New Zealand University Students' Association president Pete Hodkinson told TV ONE's Breakfast this morning the issue does not lie with the amount of the increase, it is at what point it comes into effect.
"We have a system where the repayment threshold is at $19,084, which is below the poverty line for a lot of students," he said.
"It's not the students earning between $40,000 and $80,000 a year we are worried about, it's the students that are between $19,000 and $30,000 for who that is a significant issue."
Hodkinson said graduates still need enough money to buy food, pay the rent, and in some cases support families, and that even a slight change will tighten already tight budgets.
Joyce said the proposed changes are fair because New Zealand's student support system is already very generous, and will not cut funding to the tertiary sector.
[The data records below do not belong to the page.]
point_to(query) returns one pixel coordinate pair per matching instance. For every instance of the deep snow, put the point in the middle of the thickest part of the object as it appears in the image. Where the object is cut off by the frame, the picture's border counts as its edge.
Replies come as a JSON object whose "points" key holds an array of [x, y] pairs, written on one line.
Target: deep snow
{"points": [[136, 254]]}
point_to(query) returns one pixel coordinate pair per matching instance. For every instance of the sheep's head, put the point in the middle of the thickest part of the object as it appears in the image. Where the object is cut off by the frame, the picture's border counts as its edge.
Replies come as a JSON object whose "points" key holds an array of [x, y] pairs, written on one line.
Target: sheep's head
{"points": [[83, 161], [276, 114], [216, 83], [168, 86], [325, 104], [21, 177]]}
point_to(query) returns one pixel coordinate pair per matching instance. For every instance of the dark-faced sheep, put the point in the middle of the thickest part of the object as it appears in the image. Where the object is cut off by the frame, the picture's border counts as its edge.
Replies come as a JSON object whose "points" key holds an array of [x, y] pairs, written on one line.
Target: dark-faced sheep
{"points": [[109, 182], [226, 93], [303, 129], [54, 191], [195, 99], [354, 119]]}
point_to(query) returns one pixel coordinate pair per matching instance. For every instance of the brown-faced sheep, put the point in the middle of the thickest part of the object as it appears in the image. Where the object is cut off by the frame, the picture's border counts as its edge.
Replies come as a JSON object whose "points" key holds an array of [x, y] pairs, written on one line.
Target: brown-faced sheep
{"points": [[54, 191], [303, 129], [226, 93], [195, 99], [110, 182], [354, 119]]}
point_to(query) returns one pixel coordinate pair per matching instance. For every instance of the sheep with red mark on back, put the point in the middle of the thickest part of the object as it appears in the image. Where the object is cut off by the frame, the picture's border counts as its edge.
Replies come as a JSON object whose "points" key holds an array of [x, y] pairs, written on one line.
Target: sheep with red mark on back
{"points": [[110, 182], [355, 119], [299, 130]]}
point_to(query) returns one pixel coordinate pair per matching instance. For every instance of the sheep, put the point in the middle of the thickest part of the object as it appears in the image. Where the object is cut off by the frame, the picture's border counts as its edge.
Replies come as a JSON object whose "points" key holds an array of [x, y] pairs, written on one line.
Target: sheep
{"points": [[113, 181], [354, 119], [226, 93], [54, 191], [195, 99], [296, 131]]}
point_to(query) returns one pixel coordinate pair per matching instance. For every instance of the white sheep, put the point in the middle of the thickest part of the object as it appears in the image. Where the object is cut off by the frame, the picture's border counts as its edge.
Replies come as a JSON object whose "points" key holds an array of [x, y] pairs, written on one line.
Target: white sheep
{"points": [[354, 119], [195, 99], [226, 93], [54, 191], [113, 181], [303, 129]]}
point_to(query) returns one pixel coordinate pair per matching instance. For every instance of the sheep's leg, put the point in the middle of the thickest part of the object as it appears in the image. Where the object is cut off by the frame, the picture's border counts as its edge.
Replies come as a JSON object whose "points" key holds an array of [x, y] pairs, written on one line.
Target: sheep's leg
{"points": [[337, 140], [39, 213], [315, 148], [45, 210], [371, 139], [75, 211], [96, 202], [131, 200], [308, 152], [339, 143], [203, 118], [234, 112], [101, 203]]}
Changing the repayment amount will not only encourage students to pay back their loans faster, but will allow the Government to invest money back into the tertiary sector, Joyce said.
"The way to do that is to ask graduates to pay back a little bit more money earlier, to pay off their student loans quicker, so we can take that money and invest it in those that are coming after them."
Hodkinson said he accepts this is a period of financial crisis, but said now is not the time to make education more expensive.
"It's the perfect time to invest in education so that people are developing skills, improving their potential, and are able to fill the jobs when they are there for them."
In his pre-budget speech on Tuesday, John Key announced student loans would be kept interest-free, a change the Labour government put in place in 2006, but said the money spent in the tertiary sector would be "rebalanced".
Joyce announced yesterday student allowances would only be available for the first 200 weeks of study, and there would also be a four-year freeze on the parental income threshold for allowances.
Hodkinson said changes to allowances will "disincentivise" people from returning to further study.
Hodkinson said there is an expectation that once a student completes their bachelor's degree and enters into post-graduate study, they will be earning more money so they should not be reliant on student allowances.
"If you ask a lot of post-graduate students whether they are earning more or less money since they were studying their bachelor's degree, it paints a rather grim picture."
Details of the full budget will be announced on May 24.